OBJECTIVE: To investigate antifungal activity of silver nitrate compared with fluconazole, ketoconazole and amphotericin B against ocular pathogenic fungi in vitro. METHODS: It was an experimental study. Susceptibility tests were performed against 260 isolates (15 genera and 29 species) of ocular pathogenic fungi by broth dilution antifungal susceptibility testing of filamentous fungi (M38-A) approved by National Committee for Clinical Laboratory Standards (NCCLS). Final concentrations ranged from 0.031 to 16.000 mg/L for silver nitrate, ketoconazole and amphotericin B, from 0.5 - 256.0 mg/L for fluconazole. Minimum inhibitory concentration (MIC) was defined as the lowest drug concentration that showed absence of growth or complete growth inhibition (100%).
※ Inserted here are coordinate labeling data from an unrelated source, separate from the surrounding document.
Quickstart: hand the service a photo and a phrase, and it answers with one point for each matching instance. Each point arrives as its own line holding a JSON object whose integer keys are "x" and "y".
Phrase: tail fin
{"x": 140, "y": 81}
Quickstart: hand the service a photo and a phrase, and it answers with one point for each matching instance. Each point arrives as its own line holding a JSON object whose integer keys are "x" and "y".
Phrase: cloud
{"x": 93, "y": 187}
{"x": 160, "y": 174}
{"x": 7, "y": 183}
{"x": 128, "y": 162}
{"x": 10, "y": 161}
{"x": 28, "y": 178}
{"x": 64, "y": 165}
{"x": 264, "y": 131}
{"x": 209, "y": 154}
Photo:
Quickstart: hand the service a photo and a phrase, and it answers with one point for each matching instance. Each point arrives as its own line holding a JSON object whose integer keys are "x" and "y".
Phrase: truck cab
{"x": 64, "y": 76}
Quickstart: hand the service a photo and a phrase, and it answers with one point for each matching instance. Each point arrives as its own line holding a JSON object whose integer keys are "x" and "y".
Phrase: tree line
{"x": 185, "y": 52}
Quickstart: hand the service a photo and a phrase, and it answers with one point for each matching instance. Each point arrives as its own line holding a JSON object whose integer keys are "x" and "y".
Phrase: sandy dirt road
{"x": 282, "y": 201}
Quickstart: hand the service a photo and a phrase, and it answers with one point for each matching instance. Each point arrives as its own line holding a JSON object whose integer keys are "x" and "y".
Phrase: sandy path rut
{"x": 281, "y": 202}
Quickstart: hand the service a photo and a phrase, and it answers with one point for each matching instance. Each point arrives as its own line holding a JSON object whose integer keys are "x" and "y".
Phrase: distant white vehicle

The end points were determined as 100% growth inhibition for silver nitrate and amphotericin B, and > or = 75% growth inhibition for ketoconazole and fluconazole. RESULTS: The MICs at which 90% of isolates were inhibited (MIC(90)) of silver nitrate, ketoconazole, amphotericin B and fluconazole were 2.000, 512.000, 32.000 and 2.000 mg/L for Fusarium species, respectively; 1.000, 256.000, 2.000 and 2.000 mg/L for Aspergillus species, respectively; 2.000, 128.000, 4.000 and 2.000 mg/L for Alternaria alternate, respectively; 2.000, 4.000, 0.125 and 0.500 mg/L for Curvularia lunata, respectively; and 1.000, 256.000, 1.000 and 1.000 mg/L for unusual ocular pathogens, respectively. Silver nitrate was highly active against Aspergillus species (92.9% susceptible at a MIC of < or = 1.0 mg/L) and Fusarium species (96.3% susceptible at a MIC of < or = 2.0 mg/L). 95.6% of Fusarium species and 90.8% of Aspergillus species exhibited resistance to fluconazole, 44.1% of Fusarium species and 42.9% of Aspergillus species exhibited resistance to amphotericin B, 66.2% of Fusarium species exhibited resistance to ketoconazole. The activity of silver nitrate against the fluconazole-resistant, ketoconazole-resistant and amphotericin B-resistant strains was high. CONCLUSION: Silver nitrate has promising activity against a wide variety of ocular pathogenic fungi in vitro, and may have a role in future studies of antifungal eye drops and treating fungal keratitis.